The latest protests are happening in the context of a broken ceasefire between Hamas and Israel that went into effect on May 21, which was preceded by massive demonstrations of global solidarity on Nakba Day. Last Wednesday and Thursday (less than a month after the agreement), Israel violated the cease-fire by launching airstrikes which they claimed were aimed at Hamas training camps.
These were the first strikes carried out by the new government led by Neftali Bennett. The new prime minister, a former aide to Benjamin Netanyahu with politics even further to the right, has made no attempt to hide his contempt for Palestinians. He has stated that he would support a “shoot to kill” policy for Gazans — including children — who attempt to cross the border. His agenda toward Palestine is a jingoistic continuation of the status quo: annex ever-greater territory in the West Bank while continuing to isolate it from Gaza.
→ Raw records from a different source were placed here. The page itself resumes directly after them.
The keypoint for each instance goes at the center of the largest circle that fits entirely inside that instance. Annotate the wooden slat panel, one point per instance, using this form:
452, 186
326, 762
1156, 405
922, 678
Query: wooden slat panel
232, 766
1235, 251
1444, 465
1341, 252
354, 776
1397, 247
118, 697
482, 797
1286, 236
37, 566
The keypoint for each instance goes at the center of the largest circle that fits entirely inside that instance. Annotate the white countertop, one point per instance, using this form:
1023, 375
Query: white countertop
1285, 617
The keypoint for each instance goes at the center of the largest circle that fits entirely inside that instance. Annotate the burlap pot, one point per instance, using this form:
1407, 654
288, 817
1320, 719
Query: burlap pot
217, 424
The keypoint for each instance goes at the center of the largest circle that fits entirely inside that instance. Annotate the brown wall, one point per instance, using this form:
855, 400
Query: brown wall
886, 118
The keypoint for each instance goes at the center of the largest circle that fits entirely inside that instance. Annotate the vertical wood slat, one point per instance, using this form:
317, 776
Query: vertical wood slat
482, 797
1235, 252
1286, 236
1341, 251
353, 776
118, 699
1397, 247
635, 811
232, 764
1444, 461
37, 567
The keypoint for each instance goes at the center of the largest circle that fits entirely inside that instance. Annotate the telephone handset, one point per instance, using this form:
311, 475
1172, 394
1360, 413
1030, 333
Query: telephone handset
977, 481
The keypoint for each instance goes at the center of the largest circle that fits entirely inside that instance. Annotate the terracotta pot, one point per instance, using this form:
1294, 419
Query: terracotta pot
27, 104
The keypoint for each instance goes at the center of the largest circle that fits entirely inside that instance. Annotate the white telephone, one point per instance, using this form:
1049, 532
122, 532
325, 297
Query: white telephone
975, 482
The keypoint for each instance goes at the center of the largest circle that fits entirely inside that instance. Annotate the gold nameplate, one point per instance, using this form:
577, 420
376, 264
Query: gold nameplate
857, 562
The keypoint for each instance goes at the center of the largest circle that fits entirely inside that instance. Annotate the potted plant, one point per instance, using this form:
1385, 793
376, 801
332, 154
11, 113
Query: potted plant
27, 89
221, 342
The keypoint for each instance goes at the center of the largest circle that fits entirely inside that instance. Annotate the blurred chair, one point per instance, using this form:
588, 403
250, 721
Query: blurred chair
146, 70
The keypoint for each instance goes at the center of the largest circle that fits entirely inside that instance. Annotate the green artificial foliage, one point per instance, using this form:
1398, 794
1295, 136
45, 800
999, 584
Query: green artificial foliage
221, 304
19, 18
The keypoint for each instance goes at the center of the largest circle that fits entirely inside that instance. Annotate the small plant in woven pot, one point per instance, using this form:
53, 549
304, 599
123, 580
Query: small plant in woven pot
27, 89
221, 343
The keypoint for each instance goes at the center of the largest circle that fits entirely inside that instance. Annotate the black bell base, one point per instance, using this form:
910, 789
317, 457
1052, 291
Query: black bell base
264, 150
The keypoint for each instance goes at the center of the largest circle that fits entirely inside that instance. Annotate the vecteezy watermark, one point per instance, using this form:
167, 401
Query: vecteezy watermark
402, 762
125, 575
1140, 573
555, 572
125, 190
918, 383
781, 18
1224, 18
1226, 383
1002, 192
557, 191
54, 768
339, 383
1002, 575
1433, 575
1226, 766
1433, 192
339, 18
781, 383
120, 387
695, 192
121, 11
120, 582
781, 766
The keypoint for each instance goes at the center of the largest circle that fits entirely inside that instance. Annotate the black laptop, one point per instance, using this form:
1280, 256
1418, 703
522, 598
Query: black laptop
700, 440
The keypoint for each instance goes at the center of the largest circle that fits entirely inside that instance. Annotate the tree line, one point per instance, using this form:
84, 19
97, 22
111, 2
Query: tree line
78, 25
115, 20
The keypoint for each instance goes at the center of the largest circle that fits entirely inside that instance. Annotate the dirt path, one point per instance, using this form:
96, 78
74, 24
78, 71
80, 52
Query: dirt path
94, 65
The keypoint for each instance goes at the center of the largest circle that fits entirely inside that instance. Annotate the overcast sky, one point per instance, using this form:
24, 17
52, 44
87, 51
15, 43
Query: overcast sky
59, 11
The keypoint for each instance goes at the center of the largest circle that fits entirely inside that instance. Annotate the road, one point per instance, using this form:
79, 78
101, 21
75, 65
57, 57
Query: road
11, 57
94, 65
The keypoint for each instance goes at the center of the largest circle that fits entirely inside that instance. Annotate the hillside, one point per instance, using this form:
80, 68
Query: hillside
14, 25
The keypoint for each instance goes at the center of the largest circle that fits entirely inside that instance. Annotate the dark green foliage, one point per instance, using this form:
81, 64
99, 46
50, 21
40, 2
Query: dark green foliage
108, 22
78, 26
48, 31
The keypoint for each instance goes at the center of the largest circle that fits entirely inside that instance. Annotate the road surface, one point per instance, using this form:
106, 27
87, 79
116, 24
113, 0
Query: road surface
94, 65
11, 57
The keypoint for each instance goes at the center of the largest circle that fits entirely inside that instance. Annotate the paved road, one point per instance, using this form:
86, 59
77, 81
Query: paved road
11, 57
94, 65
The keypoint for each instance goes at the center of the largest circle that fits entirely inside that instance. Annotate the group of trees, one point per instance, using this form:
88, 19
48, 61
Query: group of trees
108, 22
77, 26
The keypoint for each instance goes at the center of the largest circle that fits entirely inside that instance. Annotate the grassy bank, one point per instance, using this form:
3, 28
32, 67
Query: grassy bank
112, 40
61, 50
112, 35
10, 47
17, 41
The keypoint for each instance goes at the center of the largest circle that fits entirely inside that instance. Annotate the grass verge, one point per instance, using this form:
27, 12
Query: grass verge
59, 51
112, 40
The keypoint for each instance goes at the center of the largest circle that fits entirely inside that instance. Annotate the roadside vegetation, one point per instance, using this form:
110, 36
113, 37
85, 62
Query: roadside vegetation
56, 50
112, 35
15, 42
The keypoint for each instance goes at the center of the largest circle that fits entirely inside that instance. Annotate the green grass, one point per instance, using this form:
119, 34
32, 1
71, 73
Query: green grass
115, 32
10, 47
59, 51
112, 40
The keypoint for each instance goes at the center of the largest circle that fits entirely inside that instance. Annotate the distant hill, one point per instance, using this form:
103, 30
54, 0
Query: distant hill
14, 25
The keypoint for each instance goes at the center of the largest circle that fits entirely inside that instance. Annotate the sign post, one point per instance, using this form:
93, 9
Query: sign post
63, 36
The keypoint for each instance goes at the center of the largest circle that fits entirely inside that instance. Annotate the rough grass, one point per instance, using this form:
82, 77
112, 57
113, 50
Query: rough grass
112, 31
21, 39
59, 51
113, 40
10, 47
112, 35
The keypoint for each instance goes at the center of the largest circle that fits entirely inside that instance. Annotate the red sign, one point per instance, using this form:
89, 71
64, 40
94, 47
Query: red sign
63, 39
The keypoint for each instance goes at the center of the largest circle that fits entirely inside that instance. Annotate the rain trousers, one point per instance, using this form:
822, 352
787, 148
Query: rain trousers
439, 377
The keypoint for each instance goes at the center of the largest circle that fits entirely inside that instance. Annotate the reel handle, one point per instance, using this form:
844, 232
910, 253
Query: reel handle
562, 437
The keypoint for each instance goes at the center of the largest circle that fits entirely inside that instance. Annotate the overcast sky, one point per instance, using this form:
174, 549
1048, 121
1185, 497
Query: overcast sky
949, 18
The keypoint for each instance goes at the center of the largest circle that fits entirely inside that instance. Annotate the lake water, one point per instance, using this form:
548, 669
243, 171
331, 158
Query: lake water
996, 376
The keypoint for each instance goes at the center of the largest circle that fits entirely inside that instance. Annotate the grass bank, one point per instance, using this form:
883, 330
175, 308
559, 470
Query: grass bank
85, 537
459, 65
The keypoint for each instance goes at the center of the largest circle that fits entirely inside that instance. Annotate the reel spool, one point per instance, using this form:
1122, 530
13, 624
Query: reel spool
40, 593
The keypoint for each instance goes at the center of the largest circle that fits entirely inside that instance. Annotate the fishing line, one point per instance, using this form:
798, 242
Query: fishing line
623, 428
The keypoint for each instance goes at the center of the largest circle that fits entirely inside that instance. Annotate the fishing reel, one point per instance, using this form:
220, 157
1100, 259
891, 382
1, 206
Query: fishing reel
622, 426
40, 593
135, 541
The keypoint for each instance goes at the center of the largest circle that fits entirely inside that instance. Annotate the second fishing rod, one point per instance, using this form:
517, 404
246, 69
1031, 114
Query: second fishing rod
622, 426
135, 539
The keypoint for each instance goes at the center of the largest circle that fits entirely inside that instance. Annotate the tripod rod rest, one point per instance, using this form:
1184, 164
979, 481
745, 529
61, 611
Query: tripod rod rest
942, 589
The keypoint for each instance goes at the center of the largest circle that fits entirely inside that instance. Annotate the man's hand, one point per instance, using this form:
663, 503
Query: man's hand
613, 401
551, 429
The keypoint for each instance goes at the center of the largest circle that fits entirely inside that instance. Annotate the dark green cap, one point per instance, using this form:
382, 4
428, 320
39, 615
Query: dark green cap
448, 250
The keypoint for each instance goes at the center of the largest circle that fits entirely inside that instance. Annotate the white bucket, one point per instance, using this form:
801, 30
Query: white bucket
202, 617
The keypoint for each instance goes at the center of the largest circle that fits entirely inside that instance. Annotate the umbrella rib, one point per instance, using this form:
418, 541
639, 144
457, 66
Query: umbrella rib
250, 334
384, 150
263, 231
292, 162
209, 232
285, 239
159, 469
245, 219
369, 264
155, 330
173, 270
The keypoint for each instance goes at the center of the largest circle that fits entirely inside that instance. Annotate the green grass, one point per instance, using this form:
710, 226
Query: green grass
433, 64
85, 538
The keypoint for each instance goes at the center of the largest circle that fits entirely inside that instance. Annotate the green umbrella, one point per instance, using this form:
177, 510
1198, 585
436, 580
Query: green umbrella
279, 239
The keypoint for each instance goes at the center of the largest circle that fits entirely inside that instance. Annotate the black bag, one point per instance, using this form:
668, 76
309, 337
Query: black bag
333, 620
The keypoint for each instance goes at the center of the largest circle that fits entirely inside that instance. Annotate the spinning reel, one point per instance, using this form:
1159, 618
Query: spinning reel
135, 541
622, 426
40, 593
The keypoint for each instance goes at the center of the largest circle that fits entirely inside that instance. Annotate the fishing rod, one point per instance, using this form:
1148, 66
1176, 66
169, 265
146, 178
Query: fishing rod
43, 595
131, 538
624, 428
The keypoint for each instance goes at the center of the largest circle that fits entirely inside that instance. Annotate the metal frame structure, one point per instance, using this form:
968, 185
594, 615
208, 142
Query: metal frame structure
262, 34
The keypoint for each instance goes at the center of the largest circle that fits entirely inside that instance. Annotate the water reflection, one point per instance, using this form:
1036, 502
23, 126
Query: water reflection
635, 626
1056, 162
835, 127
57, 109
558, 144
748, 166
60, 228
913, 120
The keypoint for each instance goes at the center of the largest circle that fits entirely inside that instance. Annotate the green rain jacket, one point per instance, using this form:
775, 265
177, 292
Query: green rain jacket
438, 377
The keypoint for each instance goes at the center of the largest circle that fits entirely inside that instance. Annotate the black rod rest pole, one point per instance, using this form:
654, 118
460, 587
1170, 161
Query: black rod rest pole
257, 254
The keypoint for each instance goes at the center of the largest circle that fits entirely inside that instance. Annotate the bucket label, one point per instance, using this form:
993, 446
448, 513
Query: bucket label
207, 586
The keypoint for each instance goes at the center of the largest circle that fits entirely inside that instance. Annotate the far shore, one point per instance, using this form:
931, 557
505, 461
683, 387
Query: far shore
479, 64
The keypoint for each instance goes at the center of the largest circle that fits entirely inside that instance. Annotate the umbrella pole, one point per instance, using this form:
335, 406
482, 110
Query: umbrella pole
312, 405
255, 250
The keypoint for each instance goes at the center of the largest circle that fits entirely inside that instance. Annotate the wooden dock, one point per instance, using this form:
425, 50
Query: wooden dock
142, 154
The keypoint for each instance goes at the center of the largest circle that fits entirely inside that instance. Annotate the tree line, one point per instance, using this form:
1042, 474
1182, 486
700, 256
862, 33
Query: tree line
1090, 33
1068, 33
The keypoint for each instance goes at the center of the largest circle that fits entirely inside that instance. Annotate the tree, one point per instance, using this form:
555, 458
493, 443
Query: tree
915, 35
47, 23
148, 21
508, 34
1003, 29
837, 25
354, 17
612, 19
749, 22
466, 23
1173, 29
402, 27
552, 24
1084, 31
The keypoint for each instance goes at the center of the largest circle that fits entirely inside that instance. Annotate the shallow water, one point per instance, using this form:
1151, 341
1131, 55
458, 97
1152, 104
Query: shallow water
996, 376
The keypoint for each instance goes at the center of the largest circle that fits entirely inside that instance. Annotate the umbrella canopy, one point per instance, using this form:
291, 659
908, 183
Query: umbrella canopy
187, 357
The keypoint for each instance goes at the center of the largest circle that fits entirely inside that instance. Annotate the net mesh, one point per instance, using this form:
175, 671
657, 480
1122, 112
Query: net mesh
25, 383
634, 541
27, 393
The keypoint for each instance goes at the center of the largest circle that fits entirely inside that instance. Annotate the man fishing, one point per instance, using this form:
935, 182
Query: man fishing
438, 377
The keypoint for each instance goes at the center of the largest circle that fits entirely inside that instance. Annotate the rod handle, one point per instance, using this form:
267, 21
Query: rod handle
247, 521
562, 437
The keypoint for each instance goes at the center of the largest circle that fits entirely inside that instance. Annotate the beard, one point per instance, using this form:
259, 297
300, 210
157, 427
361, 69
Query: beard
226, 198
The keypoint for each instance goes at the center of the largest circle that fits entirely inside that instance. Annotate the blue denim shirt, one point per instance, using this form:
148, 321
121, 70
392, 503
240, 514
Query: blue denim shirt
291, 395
Despite the ceasefire violation, Hamas has not retaliated. Doing so could bring a disproportionate counterattack by Israeli forces, all while Gaza is still recovering from the May offensive which killed over 200 Palestinians. Indeed, ceasefires do not fundamentally alter the power imbalances involved in what is frequently mislabeled a “conflict”: a US.-backed, heavily militarized settler state decimating an isolated and stateless population, almost half of which is composed of children under the age of 15.
Yet the Palestinian youth are far from weak. The residents of Beita have held out their protests for five consecutive weeks, and are now reportedly engaging in what are called “night confusion” activities. These include “shining lasers and lights at the illegal settlement, starting fires and amplifying loud noise to prevent the settlers and [Israeli Occupation Forces] from sleeping and getting any rest” in the hopes of forcing them to evacuate. Protesters have also burned tires and played national Palestinian songs on loudspeakers to ensure the settlers don’t get too comfortable.
According to Linah Alsaafin, night confusion activities originated in Gaza Strip, where youth would get as close as possible to the eastern fence and make a ruckus, playing nationalist songs and the Quran on loudspeakers, and releasing “incendiary balloons.” These balloons were used as the pretext for the latest round of Israeli bombings.
The mismatch in resources is stark — the tools that Palestinians must use to defend themselves are wildly inadequate compared to the advanced weaponry employed by Israeli military. As an occupied people, Palestinians have the right to defend themselves by whatever means possible. Importantly, the deficiency of their resources should not be conflated with their spirit. The Palestinian people — and, most powerfully, the youth — continue to demonstrate they are not willing to stop fighting until Palestine is free.